La fusée, que les scientifiques avaient lancée pour étudier les aurores boréales, avait pris la même trajectoire que les missiles nucléaires intercontinentaux états-uniens pour aller à Moscou. En outre, sur le radar de la Russie, la fusée de recherche à quatre étages ressemblait à un missile Trident tiré par un sous-marin américain. Puis tout est allé très vite. Les sirènes d’alarme ont retenti dans un centre de radar russe et les techniciens ont saisi leur téléphone pour annoncer une attaque de missiles américains. Eltsine a appelé des généraux et des conseillers militaires au téléphone, mais il a finalement donné le signal de fin d‘alerte parce qu’il n’y a pas eu de second missile. Spiegel Online note qu’Eltsine à l’époque avait sans doute laissé les missiles nucléaires russes dans leurs silos ‹parce que les relations entre la Russie et les États-Unis en 1995 étaient relativement confiantes›. Aujourd’hui, cependant, la situation est totalement différente. Le magazine cite de hauts responsables politiques, des experts militaires et universitaires, qui insistent sur la dangerosité de la situation actuelle.
‹Un laps de temps de cinq ou six minutes peut suffire à prendre une décision si la confiance règne et si des voies de communication existent et qu’on peut les activer rapidement›, a déclaré l’ancien ministre russe des Affaires étrangères, Igor Ivanov, au cours de la Conférence sur la sécurité de Munich dont l’ordre du jour a été dominé par l’escalade des puissances impérialistes contre la Russie. ‹Malheureusement, ce mécanisme fonctionne très mal actuellement›, a ajouté Ivanov. Interrogé sur ce qui se passerait aujourd’hui si l’incident de 1995 se reproduisait, il a dit: ‹Je ne suis pas sûr que les bonnes décisions seraient toujours prises.› »

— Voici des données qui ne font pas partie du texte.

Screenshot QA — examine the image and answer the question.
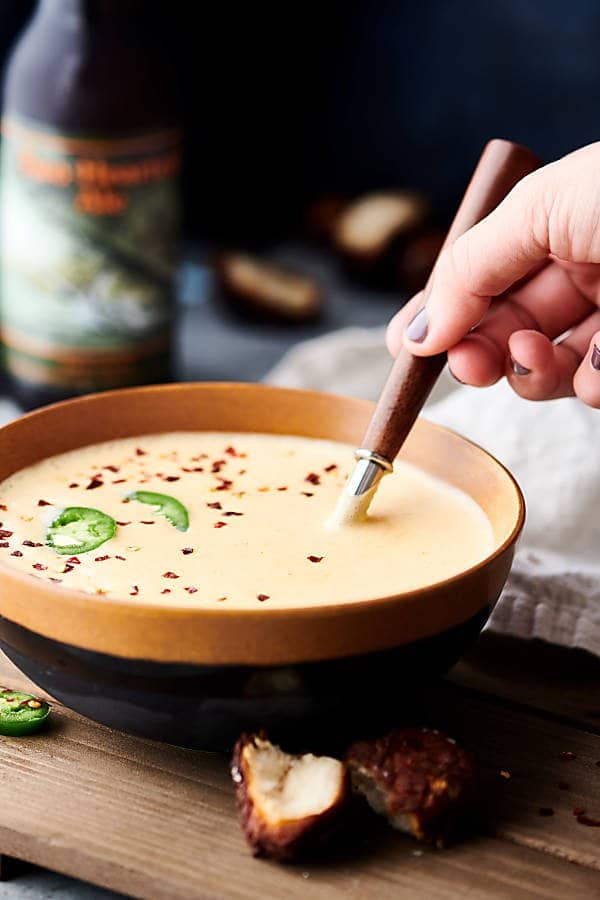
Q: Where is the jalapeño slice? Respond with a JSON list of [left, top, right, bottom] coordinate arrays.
[[127, 491, 190, 531], [46, 506, 117, 556], [0, 689, 50, 737]]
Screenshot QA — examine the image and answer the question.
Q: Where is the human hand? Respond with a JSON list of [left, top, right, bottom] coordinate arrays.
[[387, 143, 600, 408]]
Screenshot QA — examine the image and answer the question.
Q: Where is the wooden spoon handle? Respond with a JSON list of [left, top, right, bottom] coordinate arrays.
[[361, 139, 540, 462]]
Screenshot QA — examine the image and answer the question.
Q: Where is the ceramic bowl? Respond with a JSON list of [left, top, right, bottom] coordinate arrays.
[[0, 383, 524, 749]]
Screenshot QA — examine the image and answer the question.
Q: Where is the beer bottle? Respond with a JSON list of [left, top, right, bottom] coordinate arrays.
[[0, 0, 181, 408]]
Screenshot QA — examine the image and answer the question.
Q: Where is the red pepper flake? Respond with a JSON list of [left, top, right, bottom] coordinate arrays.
[[225, 444, 248, 459], [577, 813, 600, 828]]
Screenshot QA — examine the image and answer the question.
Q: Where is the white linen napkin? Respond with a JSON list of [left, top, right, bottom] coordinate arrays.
[[265, 328, 600, 655]]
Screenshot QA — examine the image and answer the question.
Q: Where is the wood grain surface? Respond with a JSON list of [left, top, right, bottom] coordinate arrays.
[[0, 639, 600, 900]]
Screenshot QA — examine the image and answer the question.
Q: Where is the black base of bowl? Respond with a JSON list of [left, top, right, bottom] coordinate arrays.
[[0, 608, 490, 751]]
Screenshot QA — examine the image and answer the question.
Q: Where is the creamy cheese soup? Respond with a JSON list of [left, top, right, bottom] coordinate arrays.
[[0, 432, 493, 608]]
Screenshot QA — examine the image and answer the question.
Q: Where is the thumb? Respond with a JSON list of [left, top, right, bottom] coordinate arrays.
[[404, 166, 551, 356]]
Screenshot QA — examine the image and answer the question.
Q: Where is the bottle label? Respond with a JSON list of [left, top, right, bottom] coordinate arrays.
[[0, 116, 181, 391]]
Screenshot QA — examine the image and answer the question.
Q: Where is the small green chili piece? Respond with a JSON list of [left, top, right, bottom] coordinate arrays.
[[46, 506, 117, 556], [0, 690, 50, 737], [127, 491, 190, 531]]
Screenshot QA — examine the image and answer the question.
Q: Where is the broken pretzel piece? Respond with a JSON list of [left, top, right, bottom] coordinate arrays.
[[216, 253, 321, 322], [346, 728, 476, 846], [231, 735, 350, 862]]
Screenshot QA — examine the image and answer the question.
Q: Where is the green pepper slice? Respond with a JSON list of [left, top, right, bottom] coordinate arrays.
[[0, 690, 50, 737], [46, 506, 117, 556], [127, 491, 190, 531]]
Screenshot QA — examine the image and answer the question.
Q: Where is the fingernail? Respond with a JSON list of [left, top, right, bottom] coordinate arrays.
[[405, 306, 429, 344], [510, 356, 528, 375]]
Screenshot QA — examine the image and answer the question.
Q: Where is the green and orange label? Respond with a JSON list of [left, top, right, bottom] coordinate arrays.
[[0, 117, 181, 390]]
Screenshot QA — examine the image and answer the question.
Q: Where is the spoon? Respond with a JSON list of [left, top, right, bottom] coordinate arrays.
[[330, 139, 540, 526]]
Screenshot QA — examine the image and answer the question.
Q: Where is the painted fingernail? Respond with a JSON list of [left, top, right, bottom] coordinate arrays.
[[405, 306, 429, 344], [510, 356, 531, 375]]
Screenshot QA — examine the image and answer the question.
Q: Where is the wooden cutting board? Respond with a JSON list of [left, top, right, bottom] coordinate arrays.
[[0, 639, 600, 900]]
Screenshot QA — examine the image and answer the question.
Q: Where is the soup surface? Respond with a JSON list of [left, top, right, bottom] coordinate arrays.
[[0, 432, 493, 608]]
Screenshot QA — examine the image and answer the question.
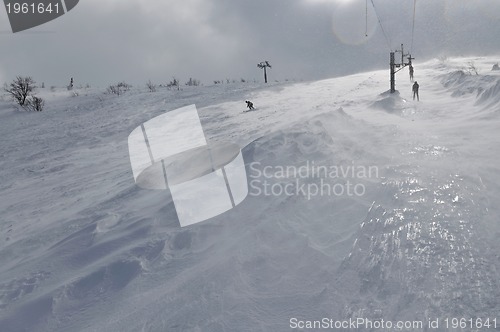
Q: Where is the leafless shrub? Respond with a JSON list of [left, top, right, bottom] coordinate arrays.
[[25, 96, 45, 112], [146, 80, 156, 92], [4, 76, 36, 106]]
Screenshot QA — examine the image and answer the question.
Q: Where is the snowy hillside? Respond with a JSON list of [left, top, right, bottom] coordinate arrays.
[[0, 58, 500, 332]]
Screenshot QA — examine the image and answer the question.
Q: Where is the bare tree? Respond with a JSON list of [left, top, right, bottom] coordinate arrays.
[[106, 82, 131, 96], [4, 76, 36, 106], [146, 80, 156, 92], [467, 61, 479, 75], [167, 77, 180, 90], [257, 61, 271, 83]]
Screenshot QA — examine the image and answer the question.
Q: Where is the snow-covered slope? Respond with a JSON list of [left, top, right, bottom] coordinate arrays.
[[0, 58, 500, 332]]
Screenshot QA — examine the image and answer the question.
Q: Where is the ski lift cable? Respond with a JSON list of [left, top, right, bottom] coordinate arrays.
[[367, 0, 392, 51], [410, 0, 417, 54], [365, 0, 368, 37]]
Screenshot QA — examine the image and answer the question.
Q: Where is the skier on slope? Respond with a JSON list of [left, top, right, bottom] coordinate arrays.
[[412, 81, 420, 101], [245, 100, 254, 110]]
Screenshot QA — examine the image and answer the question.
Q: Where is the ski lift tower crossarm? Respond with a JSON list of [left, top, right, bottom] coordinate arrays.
[[390, 44, 415, 93]]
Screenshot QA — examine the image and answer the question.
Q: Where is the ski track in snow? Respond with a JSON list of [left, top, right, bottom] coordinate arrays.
[[0, 58, 500, 332]]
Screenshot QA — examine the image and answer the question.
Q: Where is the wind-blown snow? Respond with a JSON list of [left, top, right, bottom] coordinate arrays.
[[0, 58, 500, 332]]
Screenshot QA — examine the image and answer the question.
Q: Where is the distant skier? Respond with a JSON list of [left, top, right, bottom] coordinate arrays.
[[413, 81, 420, 101], [245, 100, 255, 110]]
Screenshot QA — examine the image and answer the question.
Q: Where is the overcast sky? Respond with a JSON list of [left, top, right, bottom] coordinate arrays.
[[0, 0, 500, 87]]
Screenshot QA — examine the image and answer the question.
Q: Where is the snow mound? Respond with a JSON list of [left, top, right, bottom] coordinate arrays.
[[440, 70, 500, 108], [370, 90, 415, 116]]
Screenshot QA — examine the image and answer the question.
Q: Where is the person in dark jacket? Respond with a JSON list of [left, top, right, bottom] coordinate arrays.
[[412, 81, 420, 101], [245, 100, 254, 110]]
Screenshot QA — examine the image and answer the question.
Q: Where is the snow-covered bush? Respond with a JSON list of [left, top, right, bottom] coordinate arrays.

Il y a quelque chose d’irréel dans cette anecdote. Ivanov, ancien ministre russe de la Défense, est le co-auteur d’une étude, avec l’ancien ministre britannique Des Brown et l’ancien sénateur démocrate US Sam Nunn. Durant les années 1990, Nunn, spécialiste des questions militaires, fut très fortement impliqué dans les efforts accomplis pour rassembler et sécuriser l’arsenal nucléaire de l’ex-URSS qui avait suivi la situation chaotique de l’effondrement de 1989-1991 et risquait de disparaître dans des mains incertaines, selon une logique sauvage de prolifération nucléaire… Les trois anciens hommes politiques décrivent dans leur rapport la situation à nouveau chaotique, aujourd’hui, mais cette fois au niveau des réseaux et des institutions qui, durant la Guerre froide, permettaient des échanges de communication entre les deux blocs et limitaient ainsi les risques d’accident nucléaire. «La confiance entre l’OTAN et la Russie est quasiment complètement détruite, explique Nunn au Spiegel. Il y a une guerre au cœur de l’Europe, les traités internationaux sont en lambeaux ou impuissants à faire sentir leurs effets, il y a des systèmes nucléaires tactiques partout en Europe. La situation est extrêmement dangereuse.»